I SS. Pietro e Paolo inaugurano l’ecumenismo del sangue, seme di unità e dato di fatto molto attuale in molte parti del mondo. L’unità della Chiesa, dice il Papa, è fortificata anche dalla capacità di perdonare e riaccogliere i peccatori, come furono entrambi gli apostoli festeggiati
di Michele Brambilla
Come dice Papa Leone XIV nell’introdurre l’Angelus del 29 giugno, «oggi è la grande festa della Chiesa di Roma, generata dalla testimonianza degli Apostoli Pietro e Paolo e fecondata dal loro sangue e da quello di molti altri martiri». Il Papa denuncia che «anche ai nostri giorni, in tutto il mondo, vi sono cristiani che il Vangelo rende generosi e audaci persino a prezzo della vita. Esiste così un ecumenismo del sangue, una invisibile e profonda unità fra le Chiese cristiane, che pure non vivono ancora tra loro la comunione piena e visibile». «Voglio pertanto confermare in questa festa solenne che il mio servizio episcopale è servizio all’unità e che la Chiesa di Roma è impegnata dal sangue dei Santi Pietro e Paolo a servire la comunione tra tutte le Chiese», rimarca il Pontefice.

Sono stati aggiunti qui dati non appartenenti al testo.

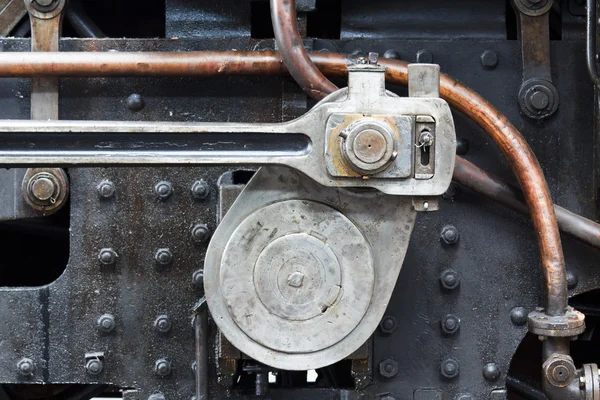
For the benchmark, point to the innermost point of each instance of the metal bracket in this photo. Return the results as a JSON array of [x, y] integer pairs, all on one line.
[[538, 97]]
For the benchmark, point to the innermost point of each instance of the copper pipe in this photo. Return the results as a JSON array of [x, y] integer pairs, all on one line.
[[506, 136], [295, 57], [482, 182]]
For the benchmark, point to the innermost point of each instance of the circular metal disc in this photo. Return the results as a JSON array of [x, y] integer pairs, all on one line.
[[297, 276]]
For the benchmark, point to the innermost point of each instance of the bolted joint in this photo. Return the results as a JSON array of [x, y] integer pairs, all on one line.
[[559, 370], [570, 324]]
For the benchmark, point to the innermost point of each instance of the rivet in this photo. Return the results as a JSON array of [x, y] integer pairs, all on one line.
[[449, 235], [200, 190], [200, 233], [518, 316], [491, 372], [106, 323], [135, 102], [450, 324], [449, 368], [450, 279], [388, 368], [26, 367], [163, 257], [106, 189], [388, 324], [162, 323], [163, 190], [424, 57], [107, 256], [162, 367]]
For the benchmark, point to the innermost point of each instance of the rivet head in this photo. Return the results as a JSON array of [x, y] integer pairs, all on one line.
[[200, 190], [106, 323], [106, 189], [518, 316], [449, 235], [388, 324], [107, 256], [450, 324], [26, 367], [163, 257], [200, 233], [450, 279], [163, 190], [449, 368], [94, 366], [388, 368], [135, 102], [491, 372], [162, 367], [162, 323]]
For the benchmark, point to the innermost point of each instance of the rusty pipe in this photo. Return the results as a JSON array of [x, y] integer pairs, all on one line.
[[293, 54], [471, 176], [506, 136]]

“Pietro” viene da “pietra” e «la pietra, da cui Pietro riceve anche il proprio nome, è Cristo. Una pietra scartata dagli uomini e che Dio ha reso pietra angolare (cfr Mt 21,42). Questa Piazza e le Basiliche Papali di San Pietro e di San Paolo ci raccontano come quel rovesciamento continui sempre» nella storia, basti pensare al fatto che gli attuali santuari erano un tempo fuori dalle porte delle Mura Aureliane, ma oggi sono i cardini indiscussi della città. «Ciò che a noi appare grande e glorioso è stato prima scartato ed espulso, perché in contrasto con la mentalità mondana. Chi segue Gesù si trova a camminare sulla via delle Beatitudini, dove la povertà di spirito, la mitezza, la misericordia, la fame e la sete di giustizia, l’operare per la pace trovano opposizione e anche persecuzione. Eppure, la gloria di Dio brilla nei suoi amici e lungo il cammino li plasma, di conversione in conversione», osserva il Papa.

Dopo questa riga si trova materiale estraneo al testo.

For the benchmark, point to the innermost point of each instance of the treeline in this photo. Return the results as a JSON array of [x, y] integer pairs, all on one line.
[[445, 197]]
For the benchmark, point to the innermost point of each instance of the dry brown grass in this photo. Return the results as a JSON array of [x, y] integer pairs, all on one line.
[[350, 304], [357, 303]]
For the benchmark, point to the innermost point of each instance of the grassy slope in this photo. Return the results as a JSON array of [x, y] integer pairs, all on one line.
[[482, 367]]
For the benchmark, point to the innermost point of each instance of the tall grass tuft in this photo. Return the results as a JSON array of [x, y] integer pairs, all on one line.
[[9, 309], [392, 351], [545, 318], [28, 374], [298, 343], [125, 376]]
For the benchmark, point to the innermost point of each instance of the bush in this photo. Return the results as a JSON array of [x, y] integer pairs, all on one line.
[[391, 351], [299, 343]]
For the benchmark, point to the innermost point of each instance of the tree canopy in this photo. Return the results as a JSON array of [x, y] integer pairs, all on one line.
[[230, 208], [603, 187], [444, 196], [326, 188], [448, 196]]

«Cari fratelli e sorelle, sulle tombe degli Apostoli, meta millenaria di pellegrinaggio, anche noi scopriamo che possiamo vivere di conversione in conversione. Il Nuovo Testamento non nasconde gli errori, le contraddizioni, i peccati di quelli che veneriamo come i più grandi Apostoli», ma essi hanno cercato e incontrato il perdono del Signore. «Il Risorto, più di una volta, è andato a prenderli per rimetterli sul suo cammino. Gesù non chiama mai una volta sola», ma ci conferma continuamente il suo amore. Il perdono ricrea l’unità «a cominciare dalle nostre famiglie e dalle nostre comunità. Se infatti Gesù si fida di noi, anche noi possiamo fidarci gli uni degli altri, nel suo Nome».
Il Santo Padre, tale perché vescovo di Roma, loda quindi meritatamente il suo clero diocesano: in particolare «un pensiero carico di affetto voglio mandarlo ai parroci e a tutti i sacerdoti che lavorano nelle parrocchie romane, con riconoscenza e incoraggiamento per il loro servizio. In questa festa si celebra anche la Giornata dell’Obolo di San Pietro, che è un segno di comunione con il Papa e di partecipazione al suo ministero apostolico. Ringrazio di cuore quanti con il loro dono sostengono i miei primi passi come Successore di Pietro».
La carità del Papa è universale come la Chiesa. «Sorelle e fratelli, continuiamo a pregare perché dovunque tacciano le armi e si lavori per la pace attraverso il dialogo» tra le parti in guerra. Ai pellegrini ucraini ci tiene a far sapere che «prego sempre per il vostro popolo».